Factorial-type demonstrations are an efficient approach to
simultaneously account for several significant factors. However, such demonstrations for more than a
couple of factors require many inspections of the specimen set. More sophisticated statistical experimental
designs might be employed but the actual choice of such a design and the
analysis of the data are driven by the specific objectives of a particular
experiment. Discussion of such designs
is beyond the scope of this discussion.

Human Factors

When the inspector plays a significant role in the find/no find
decision, he or she is an integral component of the NDI system. In such common inspection scenarios, human
factors can contribute significantly to the variability in inspection
results. In this context, human factors
refer to both the dynamic capabilities of individual inspectors and the user
friendliness of the inspection tools in the environment of the
application. Experiments have been
conducted to quantify some of the environmental effects of human factors and
data from some demonstration experiments have been interpreted in terms of the
level of training and experience of the inspectors (see, for example, Spencer
& Schurman [1994]). However, the
effects and interactions of human factors on inspection results have not been
characterized. Rather, to the extent
possible, NDI systems are automated to minimize the effect attributed to the inspector.

In a non-automated inspection, many human factors potentially
influence the inspection decision and they
cannot all be accounted for in a capability demonstration. At some level, the representative
inspection assumption will be required.
Given that the mechanical aspects of the NDI system and inspection
environment are held constant, differences between inspectors can cause a
biased capability characterization if ignored.
Again, the objective of the capability characterization must be stated in
advance. If each inspector is being
evaluated, a separate POD(*a*) function
for each is estimated.
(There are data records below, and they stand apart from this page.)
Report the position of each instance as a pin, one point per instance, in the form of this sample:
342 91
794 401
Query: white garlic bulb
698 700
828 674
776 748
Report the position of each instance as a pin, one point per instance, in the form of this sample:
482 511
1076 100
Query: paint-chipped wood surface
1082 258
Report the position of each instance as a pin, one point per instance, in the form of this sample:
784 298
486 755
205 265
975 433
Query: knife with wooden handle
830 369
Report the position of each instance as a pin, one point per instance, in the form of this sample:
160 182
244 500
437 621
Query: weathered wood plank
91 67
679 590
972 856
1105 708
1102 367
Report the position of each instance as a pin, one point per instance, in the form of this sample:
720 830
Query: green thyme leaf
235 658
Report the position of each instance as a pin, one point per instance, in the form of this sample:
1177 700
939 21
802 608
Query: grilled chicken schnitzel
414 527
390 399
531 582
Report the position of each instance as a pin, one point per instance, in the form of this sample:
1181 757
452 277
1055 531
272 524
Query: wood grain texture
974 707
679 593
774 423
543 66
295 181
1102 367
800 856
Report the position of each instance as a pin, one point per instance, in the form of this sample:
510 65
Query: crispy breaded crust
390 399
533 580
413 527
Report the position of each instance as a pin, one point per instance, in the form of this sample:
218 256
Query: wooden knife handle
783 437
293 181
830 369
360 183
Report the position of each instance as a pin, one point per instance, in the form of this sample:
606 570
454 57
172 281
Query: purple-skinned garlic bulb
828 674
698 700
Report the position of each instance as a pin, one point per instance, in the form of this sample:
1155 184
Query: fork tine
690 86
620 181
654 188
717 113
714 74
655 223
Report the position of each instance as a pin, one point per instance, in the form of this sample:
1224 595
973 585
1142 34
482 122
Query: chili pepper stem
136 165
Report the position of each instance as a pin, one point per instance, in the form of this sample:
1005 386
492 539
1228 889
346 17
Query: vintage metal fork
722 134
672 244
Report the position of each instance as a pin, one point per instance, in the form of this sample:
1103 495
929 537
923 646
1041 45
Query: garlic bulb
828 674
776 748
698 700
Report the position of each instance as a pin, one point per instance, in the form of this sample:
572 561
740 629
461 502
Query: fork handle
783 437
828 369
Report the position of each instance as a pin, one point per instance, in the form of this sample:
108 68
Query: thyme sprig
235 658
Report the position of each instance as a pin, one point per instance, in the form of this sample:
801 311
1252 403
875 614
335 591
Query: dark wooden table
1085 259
If a single POD(*a*) function is wanted for an entire
facility, the inspectors in the demonstration must be randomly sampled in
proportion to the percent of such inspections each performs. Alternatively,
inspectors might be categorized by, say, capability as implied by certification
level. A random sample of the
inspectors from each level could be selected to arrive at a composite POD(*a*) for the level and a weighted average
would be calculated based on the percent of inspections performed by each
level. An example of designing such a
demonstration is given in Hovey, et al. [1989]. Example results from the evaluation of a population of inspectors
can also be found in Davis [1988].